En Matrion, los hombres eran desterrados a una luna, pero al cabo de muchas generaciones las mujeres superiores acaban debilitándose como raza, y finalmente las más débiles también son expulsadas del planeta, como si fueran hombres. Estas desterradas inútiles llegaron a la Tierra y montaron su isla femenina con una mezcla de estética tiki y teconología futurista. Después de muchos años, ahora pensaban que Superman podía poner la semilla -literalmente- con la que refundaran su raza de supermujeres, para así poder volver triunfantes a Matrion y reencontrarse con las demás amazonas. Aquella panda de arpías que las exilió y a la que todavía añoran.
Por supuesto, como todo el mundo sabe, las culturas avanzadas del espacio exterior siempre tienen rigurosos rituales de apareamiento que seguir, y en este caso implican que Orella demuestre a su futuro marido quién lleva los pantalones en casa (aunque en este caso lo cierto es que ninguno de los dos lleva pantalones, literalmente).

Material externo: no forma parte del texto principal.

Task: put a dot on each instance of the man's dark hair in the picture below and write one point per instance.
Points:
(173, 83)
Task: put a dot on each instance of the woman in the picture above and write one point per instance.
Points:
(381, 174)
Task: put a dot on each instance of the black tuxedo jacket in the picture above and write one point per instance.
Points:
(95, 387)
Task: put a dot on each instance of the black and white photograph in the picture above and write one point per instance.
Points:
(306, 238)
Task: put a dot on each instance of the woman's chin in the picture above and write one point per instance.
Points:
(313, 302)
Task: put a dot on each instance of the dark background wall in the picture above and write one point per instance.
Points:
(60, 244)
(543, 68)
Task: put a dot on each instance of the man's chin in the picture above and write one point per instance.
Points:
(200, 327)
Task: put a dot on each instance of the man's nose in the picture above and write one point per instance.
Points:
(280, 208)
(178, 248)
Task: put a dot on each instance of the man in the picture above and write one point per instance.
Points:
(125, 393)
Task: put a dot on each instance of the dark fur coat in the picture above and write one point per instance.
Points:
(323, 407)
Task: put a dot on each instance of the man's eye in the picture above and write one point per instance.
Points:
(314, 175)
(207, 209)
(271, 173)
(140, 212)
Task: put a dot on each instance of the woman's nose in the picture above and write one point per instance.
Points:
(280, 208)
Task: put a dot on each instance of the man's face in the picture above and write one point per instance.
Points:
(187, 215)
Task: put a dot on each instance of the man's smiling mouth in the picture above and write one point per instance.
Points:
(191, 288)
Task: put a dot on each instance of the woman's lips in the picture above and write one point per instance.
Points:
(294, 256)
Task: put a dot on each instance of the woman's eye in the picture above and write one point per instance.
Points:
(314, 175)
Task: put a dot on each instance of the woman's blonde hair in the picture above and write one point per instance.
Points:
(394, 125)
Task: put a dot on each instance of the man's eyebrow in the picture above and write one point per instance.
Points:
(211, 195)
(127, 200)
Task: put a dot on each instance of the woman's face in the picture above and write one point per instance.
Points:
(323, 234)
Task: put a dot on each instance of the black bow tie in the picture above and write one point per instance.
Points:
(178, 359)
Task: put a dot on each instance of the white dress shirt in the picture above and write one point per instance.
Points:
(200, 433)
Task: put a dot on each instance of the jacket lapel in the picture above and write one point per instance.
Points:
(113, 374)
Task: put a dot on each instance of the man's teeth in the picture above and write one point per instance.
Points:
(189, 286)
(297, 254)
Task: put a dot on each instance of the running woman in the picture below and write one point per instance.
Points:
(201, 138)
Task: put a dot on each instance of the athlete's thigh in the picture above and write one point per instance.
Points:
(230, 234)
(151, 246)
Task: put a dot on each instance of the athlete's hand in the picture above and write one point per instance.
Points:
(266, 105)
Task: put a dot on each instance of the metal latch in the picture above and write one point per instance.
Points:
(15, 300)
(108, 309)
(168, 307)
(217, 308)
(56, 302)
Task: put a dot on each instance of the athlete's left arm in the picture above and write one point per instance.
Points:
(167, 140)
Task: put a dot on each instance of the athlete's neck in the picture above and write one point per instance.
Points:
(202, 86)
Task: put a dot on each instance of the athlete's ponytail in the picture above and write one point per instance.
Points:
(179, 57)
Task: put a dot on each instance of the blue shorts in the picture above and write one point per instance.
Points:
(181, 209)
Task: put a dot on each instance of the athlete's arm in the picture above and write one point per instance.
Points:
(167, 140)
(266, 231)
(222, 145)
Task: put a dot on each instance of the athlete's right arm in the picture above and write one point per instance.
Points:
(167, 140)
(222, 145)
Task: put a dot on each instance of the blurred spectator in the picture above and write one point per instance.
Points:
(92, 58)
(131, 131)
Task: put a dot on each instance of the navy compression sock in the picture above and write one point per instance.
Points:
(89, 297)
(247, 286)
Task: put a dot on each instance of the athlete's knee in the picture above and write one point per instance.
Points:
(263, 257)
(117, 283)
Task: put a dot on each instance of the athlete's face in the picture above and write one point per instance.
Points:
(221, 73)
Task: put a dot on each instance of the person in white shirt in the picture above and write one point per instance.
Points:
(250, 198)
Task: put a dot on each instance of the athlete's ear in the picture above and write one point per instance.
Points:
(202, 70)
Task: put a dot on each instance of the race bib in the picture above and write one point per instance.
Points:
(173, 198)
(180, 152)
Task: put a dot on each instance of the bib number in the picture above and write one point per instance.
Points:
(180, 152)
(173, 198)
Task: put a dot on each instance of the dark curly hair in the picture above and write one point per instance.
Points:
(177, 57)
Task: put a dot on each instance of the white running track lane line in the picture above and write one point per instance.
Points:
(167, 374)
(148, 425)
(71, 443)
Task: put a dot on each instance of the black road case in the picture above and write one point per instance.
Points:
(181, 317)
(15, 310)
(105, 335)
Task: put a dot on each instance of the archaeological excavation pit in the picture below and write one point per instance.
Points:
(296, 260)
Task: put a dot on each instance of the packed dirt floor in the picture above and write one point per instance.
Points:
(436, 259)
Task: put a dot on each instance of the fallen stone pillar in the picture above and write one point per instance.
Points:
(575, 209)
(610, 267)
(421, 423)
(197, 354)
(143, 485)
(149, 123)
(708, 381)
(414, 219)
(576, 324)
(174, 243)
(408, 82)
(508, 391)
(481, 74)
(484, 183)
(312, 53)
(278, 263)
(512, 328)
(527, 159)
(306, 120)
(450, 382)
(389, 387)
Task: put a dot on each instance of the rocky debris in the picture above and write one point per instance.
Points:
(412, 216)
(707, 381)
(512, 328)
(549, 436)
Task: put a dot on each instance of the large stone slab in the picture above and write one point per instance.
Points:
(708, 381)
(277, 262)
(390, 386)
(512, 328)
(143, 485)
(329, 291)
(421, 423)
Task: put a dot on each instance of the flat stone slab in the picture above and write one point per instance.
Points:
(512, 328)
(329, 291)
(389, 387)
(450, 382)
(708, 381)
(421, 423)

Prueba tras prueba, la bella zarandea al bestia de acero, para sorpresa de éste. Por supuesto, finalmente se descubre que Orella lo había conseguido todo mediante un truco: las figuritas que había entregado a su futuro esposo estaban transmitiéndole directamente las fuerzas del kryptoniano gracias a un receptor oculto en la pulsera de ella. Todo lo súper que había en la mujer procedía del hombre. Revelada la artimaña, Superman queda libre para seguir feliz en su soltería.
Cuesta no leer esta historia como un cautionary tale misógino: «Cuidado con aceptar regalos de las mujeres, sólo sirven para quitarnos las fuerzas y aislarnos del mundo en una aburrida vida familiar desprovista de aventuras y sometida a los caprichos de la parienta».
Por si algo faltaba para rematar el mensaje, queda un cabo suelto. Al fin y al cabo, en esta historia se había postulado un mundo de supermujeres que vivían libres, sometiendo a los hombres, en algún lugar remoto del cosmos. En la última viñeta, casi atropelladamente, una mirada de soslayo de Superman resuelve el problema: esa fantasía femenina hace años que pasó a la historia. Sus mares ya están secos. El universo respira tranquilo con un profundo supersuspiro supermasculino.
1 comentario:
Fabuloso, Santiago. Espero que sigas ampliando la colección y sobre todo que sigas comentándolos aquí. ¡Cuántas otras perlas nos estaremos perdiendo!